"This was such a unique read; I really enjoyed reading this book. Whether you’re a 90s kid or not, if you’re looking for a unique and entertaining read, then I highly recommend this book."
"A nihilistic poetic remembrance that will appeal most to older teens and 20-somethings."
"The King of FU, written by Benjamin Davis and wonderfully illustrated by Nikita Klimov, is a coming of age novel that belongs to a class all its own."
"Let me tell you, I read this in one sitting and I laughed all the way from the first page to the last. It was only after I finished that I realized that a lot of what I'd just read was actually very sad. But even with that, I really enjoyed this book! Given the opportunity, I can get really into magical realism, and I loved the combination of Ben's writing and Nikita Klimov's illustrations."
"Like Klimov’s bold illustrations, The King of Fu is a vivid look at what it means to be an adult, and Davis does so with a great sense of humor."
"In the early years of the 20th century, a group of Russian dudes came up with the concept of defamiliarization. In simple terms, it was the presentation of a literary text in a strange or unfamiliar way, often using language or literary devices to “enhance the perception of the familiar." What do a group of old Russian dudes have to do with The King of FU? Everything, actually."

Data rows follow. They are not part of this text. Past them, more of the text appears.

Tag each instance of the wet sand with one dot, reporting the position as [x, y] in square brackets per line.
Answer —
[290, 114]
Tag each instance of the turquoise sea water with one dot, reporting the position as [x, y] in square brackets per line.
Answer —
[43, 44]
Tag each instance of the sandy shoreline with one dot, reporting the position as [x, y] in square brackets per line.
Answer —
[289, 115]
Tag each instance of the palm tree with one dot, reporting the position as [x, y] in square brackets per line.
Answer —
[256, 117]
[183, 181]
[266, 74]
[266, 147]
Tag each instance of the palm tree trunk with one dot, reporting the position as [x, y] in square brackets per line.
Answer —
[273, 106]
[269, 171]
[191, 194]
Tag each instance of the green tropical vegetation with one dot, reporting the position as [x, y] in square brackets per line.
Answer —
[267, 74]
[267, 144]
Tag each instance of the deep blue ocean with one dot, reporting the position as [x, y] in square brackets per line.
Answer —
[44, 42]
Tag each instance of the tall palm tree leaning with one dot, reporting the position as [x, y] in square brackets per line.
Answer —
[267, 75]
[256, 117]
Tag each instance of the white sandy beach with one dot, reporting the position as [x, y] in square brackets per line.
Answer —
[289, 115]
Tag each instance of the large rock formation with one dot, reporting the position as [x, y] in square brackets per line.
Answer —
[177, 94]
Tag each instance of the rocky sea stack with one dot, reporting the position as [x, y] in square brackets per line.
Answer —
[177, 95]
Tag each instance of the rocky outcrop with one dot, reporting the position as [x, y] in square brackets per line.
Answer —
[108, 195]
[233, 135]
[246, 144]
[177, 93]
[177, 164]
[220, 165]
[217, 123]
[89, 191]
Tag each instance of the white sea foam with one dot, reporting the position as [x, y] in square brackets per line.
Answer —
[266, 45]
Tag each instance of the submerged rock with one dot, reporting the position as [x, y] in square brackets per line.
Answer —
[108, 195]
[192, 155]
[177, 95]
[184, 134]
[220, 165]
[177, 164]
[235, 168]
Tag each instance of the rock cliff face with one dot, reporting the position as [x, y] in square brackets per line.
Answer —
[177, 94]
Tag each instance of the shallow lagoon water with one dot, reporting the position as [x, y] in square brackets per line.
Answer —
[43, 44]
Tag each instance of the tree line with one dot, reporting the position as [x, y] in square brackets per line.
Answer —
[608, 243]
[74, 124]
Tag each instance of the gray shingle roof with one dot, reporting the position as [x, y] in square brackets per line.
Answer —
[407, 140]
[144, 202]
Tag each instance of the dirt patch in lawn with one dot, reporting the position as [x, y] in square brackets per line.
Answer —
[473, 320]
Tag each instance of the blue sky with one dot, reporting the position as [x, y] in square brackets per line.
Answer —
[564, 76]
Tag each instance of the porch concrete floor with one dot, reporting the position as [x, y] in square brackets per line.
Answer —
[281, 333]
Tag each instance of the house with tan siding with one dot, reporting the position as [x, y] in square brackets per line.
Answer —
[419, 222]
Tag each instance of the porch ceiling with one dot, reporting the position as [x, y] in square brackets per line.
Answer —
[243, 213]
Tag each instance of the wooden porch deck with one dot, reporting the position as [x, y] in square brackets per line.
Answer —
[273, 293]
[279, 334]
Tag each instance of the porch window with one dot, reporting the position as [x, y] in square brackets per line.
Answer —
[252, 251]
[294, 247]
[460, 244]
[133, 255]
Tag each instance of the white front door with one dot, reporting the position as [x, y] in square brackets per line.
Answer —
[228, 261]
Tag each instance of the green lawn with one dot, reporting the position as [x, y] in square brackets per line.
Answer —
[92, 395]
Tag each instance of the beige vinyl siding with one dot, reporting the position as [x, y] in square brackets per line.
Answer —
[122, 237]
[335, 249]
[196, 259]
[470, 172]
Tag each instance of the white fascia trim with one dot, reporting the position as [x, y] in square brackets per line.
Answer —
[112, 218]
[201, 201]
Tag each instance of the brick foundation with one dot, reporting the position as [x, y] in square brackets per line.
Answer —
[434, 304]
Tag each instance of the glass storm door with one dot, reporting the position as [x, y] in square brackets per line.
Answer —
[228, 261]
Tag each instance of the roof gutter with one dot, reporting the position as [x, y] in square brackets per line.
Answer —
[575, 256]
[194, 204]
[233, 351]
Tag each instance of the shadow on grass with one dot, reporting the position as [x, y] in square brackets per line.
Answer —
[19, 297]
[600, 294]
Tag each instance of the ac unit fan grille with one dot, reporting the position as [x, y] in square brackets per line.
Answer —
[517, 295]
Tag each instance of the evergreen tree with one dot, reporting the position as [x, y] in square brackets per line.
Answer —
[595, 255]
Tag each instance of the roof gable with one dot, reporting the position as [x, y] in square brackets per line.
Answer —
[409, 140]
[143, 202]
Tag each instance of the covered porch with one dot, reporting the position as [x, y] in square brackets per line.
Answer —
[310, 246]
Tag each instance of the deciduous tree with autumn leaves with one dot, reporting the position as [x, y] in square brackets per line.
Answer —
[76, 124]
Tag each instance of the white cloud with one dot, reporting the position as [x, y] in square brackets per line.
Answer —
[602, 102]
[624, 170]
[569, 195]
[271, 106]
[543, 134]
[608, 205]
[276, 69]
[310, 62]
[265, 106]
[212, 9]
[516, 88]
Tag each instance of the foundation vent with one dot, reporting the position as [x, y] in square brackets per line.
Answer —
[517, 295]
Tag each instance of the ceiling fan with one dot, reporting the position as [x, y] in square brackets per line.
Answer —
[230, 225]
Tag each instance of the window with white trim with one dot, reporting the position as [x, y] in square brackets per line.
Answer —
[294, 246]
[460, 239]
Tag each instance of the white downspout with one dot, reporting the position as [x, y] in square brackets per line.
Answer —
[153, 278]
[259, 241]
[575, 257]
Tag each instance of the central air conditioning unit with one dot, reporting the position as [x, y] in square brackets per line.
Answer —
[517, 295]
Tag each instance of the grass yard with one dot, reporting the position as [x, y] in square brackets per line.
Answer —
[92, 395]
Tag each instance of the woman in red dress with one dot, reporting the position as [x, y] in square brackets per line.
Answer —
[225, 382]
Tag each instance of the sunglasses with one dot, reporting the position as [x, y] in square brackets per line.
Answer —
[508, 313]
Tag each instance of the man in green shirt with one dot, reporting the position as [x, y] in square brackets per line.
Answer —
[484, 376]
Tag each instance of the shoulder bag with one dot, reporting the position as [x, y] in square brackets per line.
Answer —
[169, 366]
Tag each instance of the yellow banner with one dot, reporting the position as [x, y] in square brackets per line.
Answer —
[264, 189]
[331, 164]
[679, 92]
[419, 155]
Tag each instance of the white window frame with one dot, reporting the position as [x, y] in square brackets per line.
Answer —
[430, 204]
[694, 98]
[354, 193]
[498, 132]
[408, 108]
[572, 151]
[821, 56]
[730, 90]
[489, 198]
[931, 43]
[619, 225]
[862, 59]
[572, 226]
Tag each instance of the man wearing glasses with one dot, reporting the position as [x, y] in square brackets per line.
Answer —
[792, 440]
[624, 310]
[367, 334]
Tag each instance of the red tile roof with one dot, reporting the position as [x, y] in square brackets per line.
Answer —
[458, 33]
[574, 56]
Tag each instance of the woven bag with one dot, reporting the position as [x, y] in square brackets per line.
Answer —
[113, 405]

"IF I WERE TO DESCRIBE THIS BOOK IN TWO WORDS, I WOULD SAY: ENTERTAINING AND HONEST. If you want to write a memoir that is not boring, this is how you do it."
THE KING OF FU
By Benjamin Davis
Illustrated by Nikita Klimov
Sturbridge native Benjamin Davis, a 2012 graduate of the University of Massachusetts Amherst, now lives in St. Petersburg, Russia, where, according to his website, he works variously as a freelance editor, tech-journalist, “native-speaking-content-monkey, and social media manager for English speaking markets.”
And “to cope with the sterility of corporate writing,” he adds, “my fiction sometimes gets a little out of hand.”
Thus we have “The King of Fu,” Davis’ coming-of-age story as extended free verse poem, in which he writes of growing up in the 1990s and early 2000s, all through the lens of an absurdist and satirist.
For instance, there’s the account of how, when he was in the Boy Scouts (“a group of males who like to dress up and play together sometimes in the woods”), he cut down a tree with his pocketknife for firewood, horrifying The Scoutmaster.
Davis’ response: “I quit Boy Scouts / the next day / they didn’t make sense / That set a paradigm / for my relationship / With nature.”
In the end, Davis writes that his story is about navigating many things — family strife, bullies, problems with authority, sex, drugs, middle school — to answer “one of life’s greatest mysteries: What is the point of adults?”